Our guideline system has some limitations to acknowledge. We based our system on the impact of delayed treatment on the diagnosis in question but did not consider the burden on resources necessary for particular surgical procedures or high-risk surgical candidates. At a time when ventilators and ICU beds are extremely limited, this could be a legitimate roadblock to performing complex surgeries on higher acuity patients despite the potentially aggressive nature of their disease. As discussed by Puliatti et al., cancer patients that we would consider Level 3 cases are at especially high-risk group for COVID-19 complications [12]. If these patients are admitted to the hospital for a urologic surgery and are exposed to COVID-19, their disease course might require another hospitalization and further consumption of limited resources. An alternative approach would be to encourage the use of chemotherapy and radiation on an outpatient basis; this approach considers the patient’s overall survival at a time when hospitalizations pose increased risks to patients [13]. However, our system has the advantage in that it will allow adjustments to top-priority patients at any time to address the current state of hospital resource availability.

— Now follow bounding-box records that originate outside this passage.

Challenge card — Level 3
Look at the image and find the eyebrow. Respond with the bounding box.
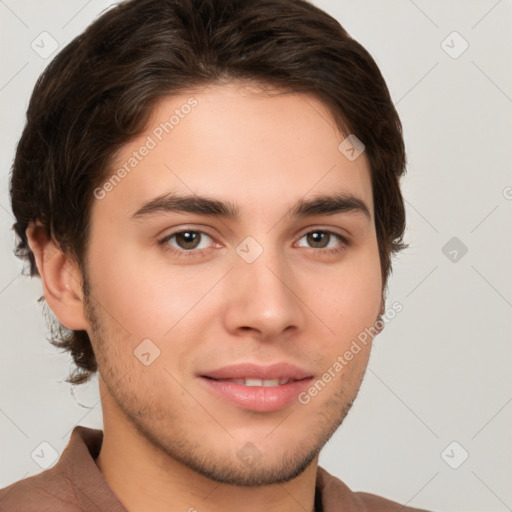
[132,192,371,220]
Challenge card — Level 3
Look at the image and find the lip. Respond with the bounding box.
[199,376,313,412]
[200,363,313,380]
[198,363,313,412]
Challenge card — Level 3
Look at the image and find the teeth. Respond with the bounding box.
[224,379,291,387]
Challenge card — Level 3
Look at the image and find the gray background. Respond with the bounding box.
[0,0,512,512]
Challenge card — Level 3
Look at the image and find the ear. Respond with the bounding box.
[25,223,89,330]
[375,293,386,334]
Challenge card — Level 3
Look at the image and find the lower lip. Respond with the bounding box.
[200,377,313,412]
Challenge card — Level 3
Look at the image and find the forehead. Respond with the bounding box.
[93,83,373,223]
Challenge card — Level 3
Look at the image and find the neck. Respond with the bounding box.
[96,390,318,512]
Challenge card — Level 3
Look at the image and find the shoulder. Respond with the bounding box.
[0,468,78,512]
[317,467,432,512]
[0,426,111,512]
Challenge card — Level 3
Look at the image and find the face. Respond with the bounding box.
[82,83,382,485]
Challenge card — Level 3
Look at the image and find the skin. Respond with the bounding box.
[27,82,382,512]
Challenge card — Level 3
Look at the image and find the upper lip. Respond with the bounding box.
[201,363,313,380]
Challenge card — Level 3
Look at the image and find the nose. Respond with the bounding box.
[224,244,306,340]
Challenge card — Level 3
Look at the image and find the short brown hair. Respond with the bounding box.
[10,0,406,384]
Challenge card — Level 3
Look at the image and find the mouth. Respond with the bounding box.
[197,363,314,413]
[202,375,303,387]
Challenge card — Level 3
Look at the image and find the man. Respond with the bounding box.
[0,0,434,512]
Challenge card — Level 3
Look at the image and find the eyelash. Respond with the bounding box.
[158,229,350,258]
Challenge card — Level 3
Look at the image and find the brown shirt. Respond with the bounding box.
[0,426,427,512]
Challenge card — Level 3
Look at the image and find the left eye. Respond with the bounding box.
[162,230,211,250]
[300,230,345,249]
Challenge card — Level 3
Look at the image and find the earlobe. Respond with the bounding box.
[25,223,88,330]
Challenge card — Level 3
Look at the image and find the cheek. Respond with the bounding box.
[85,237,203,339]
[314,248,382,350]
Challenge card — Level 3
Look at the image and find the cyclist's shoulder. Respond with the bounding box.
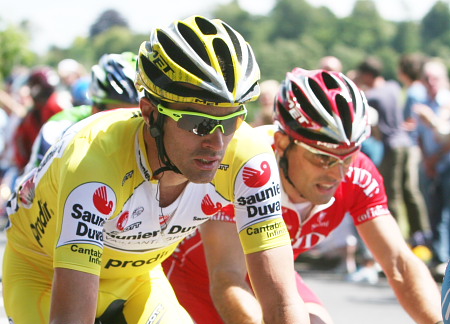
[49,105,92,122]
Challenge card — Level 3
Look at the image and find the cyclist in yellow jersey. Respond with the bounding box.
[2,16,309,324]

Although our rationales for determining surgical urgency are rooted in evidence-based knowledge and current standard practice, we faced another limitation in the lack of definitive data regarding the impact of delayed intervention on survival outcomes. For example, there are limited data on the impact of delayed radical orchiectomy on survival for testicular cancer. Due to logical concerns of metastasis and disease progression, it is still common practice to perform radical orchiectomy as early as possible despite a lack of solid survival data. Thus, some rationales are based on informed specialist opinion and common practice, which may decrease objectivity.

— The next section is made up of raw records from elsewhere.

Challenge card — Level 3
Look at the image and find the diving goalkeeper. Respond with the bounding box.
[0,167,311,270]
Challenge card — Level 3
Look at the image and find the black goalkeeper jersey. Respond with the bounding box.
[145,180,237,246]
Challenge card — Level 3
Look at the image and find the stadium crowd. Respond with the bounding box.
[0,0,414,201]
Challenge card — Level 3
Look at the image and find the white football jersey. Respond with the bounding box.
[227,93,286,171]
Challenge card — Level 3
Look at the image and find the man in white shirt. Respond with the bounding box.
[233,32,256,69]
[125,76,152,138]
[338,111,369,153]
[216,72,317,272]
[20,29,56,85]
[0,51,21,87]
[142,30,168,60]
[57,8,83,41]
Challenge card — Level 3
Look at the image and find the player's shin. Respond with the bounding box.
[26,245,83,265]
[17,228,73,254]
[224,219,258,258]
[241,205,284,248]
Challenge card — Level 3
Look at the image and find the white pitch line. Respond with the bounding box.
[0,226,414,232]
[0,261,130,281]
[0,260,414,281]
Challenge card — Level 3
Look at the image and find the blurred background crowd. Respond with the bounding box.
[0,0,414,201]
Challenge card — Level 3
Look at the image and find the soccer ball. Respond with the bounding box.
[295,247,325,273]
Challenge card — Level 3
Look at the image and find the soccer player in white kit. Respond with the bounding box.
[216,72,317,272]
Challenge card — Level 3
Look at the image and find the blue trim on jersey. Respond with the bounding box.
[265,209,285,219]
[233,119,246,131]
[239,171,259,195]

Lastly, it is important to acknowledge that as the pandemic is still ongoing and follow up time is limited, we have not yet assessed patient/disease-specific outcomes as a result of surgical prioritization to evaluate safety and efficiency of this methodology. However, we do hope to assess patient/disease-specific outcomes as a result of our triage methodology in the future.

Conclusion

As happened at our institution in the beginning of the pandemic, there are ongoing concerns that surgical cases may again be delayed during this ongoing second wave. Overall, we believe our disease-specific approach to surgical rescheduling offers appropriate guidance to other institutions as cases begin to surge in different regions. We believe our already tested framework for which we triaged our patients to be rescheduled after the initial COVID-19 pandemic, in the epicenter of the country, could be a useful model for those who might experience similar unfortunate circumstances. While patient factors and hospital resources can lead to adjustments in the initial ranking, we do believe this simplified system can be valuable in determining the initial triage list.